Puppy stage: By 6 months
By this age, your Bulldog puppy should play nicely with other dogs, chew on appropriate toys, and be ready to continue basic obedience lessons.
Training goal #4: Teach basic commands to your Bulldog
Start training your pup with basic commands like “Sit,” “Stay,” and “Leave-It.” Then move on to commands like “Drop-It.”
Bulldogs have a strong grip once they bite down on toys, so it’s imperative that they learn the “Drop It” command. “The most important piece in training ‘Drop It’ is to never simply take the item from your dog,” says Daigle. This could lead to resource guarding.
“Instead, you should always trade the dog up for the item they have,” she recommends. For example, if your pup has a sock in their mouth, offer the pup a treat, which is more desirable than the sock, and to eat the treat, the dog must release the sock.
Training goal #5: Potty train your Bulldog
To avoid unwanted accidents within the home, you must potty train your pooch. Fontanos recommends taking the pup out every hour on the hour to the spot where you want the dog to eliminate during the day, for several days. You’ll also want to take away food and water three to four hours before bedtime and give your pup a potty break just before you go to sleep and first thing in the morning. And, she recommends crate training your pup too.
“Crating Bulldog puppies when you’re asleep keeps them out of trouble, keeps them from chewing things you don’t want them to, and prevents accidents,” she says.
Training goal #6: Exercise your Bulldog in cool temperatures
Bulldogs are a brachycephalic breed because they have short muzzles that make breathing difficult on hot, humid days. For this reason, Fontanos recommends exercising your Bulldog very early in the morning or late in the evening, avoiding the extreme heat of mid-day. “If your dog is panting a lot, it’s time to take a break and get your dog cooled down with some room-temperature water.”
Always bring ample water for your dog, recommends Daigle. And she says that you can outfit your pup on warmer days to keep them cool too. “There are a number of cooling jackets now that can also be quite effective in keeping our pets’ temperature within the normal range.”
Of course, you can always exercise your pup inside anytime with the air conditioner on when it’s hot outside. You can even create an indoor playroom for your pup.
Growth stage: By one year
By the time your Bulldog is one year old, your pup should know basic obedience and be used to a daily feeding and exercise routine.
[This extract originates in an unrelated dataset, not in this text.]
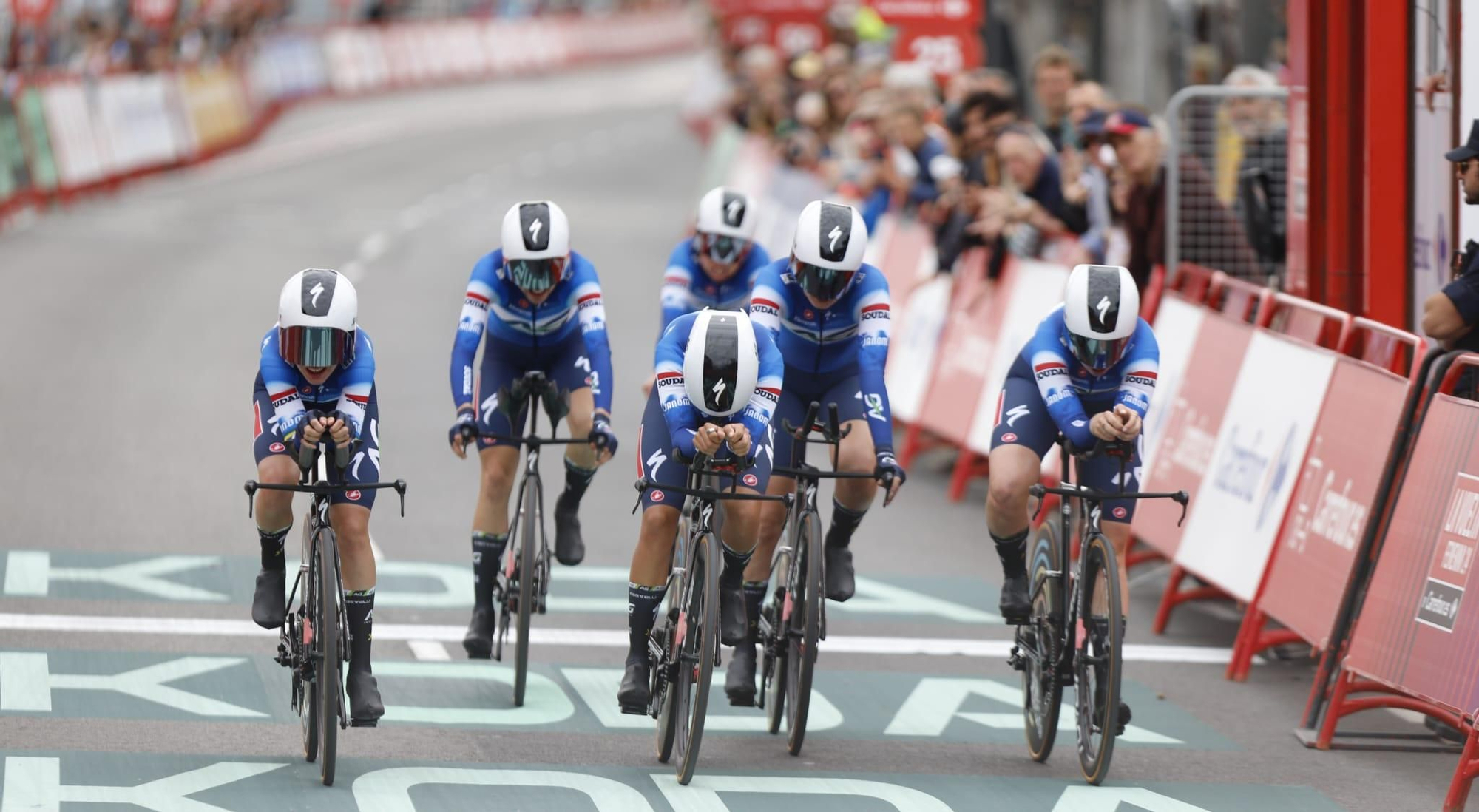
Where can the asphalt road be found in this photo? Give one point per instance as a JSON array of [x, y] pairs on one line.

Training goal #7: Get your Bulldog involved in AKC activities
These pups are able to participate in activities like obedience classes, tracking, and agility as well, as long as the weather is temperate. “Bulldogs are very smart and AKC Canine Good Citizen classes teach them all the basics,” recommends Fontanos.
Daigle recommends incorporating training classes in your Bulldog’s exercise routine. “Mental stimulation is just as important to a dog’s quality of life as staying physically fit. Consider challenging your dog to learn new behaviors or take a training class,” she says. After all, teaching your Bulldog how to walk nicely on leash, stay for greeting, or even perform tricks, are wonderful ways to tire them out.
Training goal #8: Take precautions around water with your Bulldog
Bulldogs love water but are poor swimmers due to their body structure. Shallow kiddie pools are always a fun activity for a Bulldog, as long as you are around to carefully supervise your pup while they play, advises Fontanos. And, when around lakes or oceans, always be safe and outfit your Bulldog with a life jacket.